12/06/2007

Remember the Sun

I haven't posted in a long time. I've realized that on a day to day basis, my life is not very exciting. So, let's go back to what works for me: randomness. I found some pictures from the Applefest Half Marathon in October.

The day was unseasonably hot. I was also not in the best of shape.

In years past, I've placed in my age group and won an apple pie for my effort.

Around mile 5, I knew pie was out of the question. At mile 7, I got tingley. 10-12 are a blur of white hot sun and the taste of salt tinged despair. The end was okay.

And alas, no pie. This is the day I remember now when the temperature drops into the single digits.

10/11/2007

Portland Continued

Walking through this patch of woods was the shortest way around parts of Portland.



Tree tumor?

10/04/2007

Portland in the Day

There wasn't a lot of sun in Pacific Northwest during our trip. I'm not sure if that's normal or we were just really lucky. Below is our stroll through Portland State, situated at the heart of Downtown.

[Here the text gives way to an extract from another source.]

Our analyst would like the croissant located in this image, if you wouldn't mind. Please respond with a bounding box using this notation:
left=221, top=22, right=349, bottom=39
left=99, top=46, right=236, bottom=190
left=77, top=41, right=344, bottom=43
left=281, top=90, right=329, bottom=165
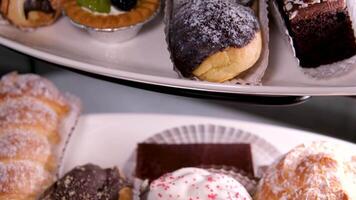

I don't know how well it shows up, but this dorm was designed with Egyptian scultptures and glyphs. It was the only themed building on campus.


A view across the raised soccer field. Notice the lucky people who have big houses on the hill overlooking the city. Some of them are actually supported by stilts.

9/27/2007

Portland

Jen and I spent a few days on the west coast earlier this month. This first fuzzy shot is from the plane. I'm pretty sure that the taller mountain on the right is Mt. Hood, but his little friend remains anyonymous.


This is where the light rail dropped us off from the airport. I'm not sure what it is, but there were pretty, shiny lights.


More lights. We landed at 7:30, but of course that was 10:30 to us and we hadn't eaten in eight hours. This was outside the nifty pub we found. I had raspberry beer. The wonders of Oregon.


Tomorrow: Oregon in the daytime!

9/24/2007

A Place in the Woods

Jen and I spent a Sunday in Walden Pond a couple weeks ago.

A single, small tree shows impatience at the coming autumn.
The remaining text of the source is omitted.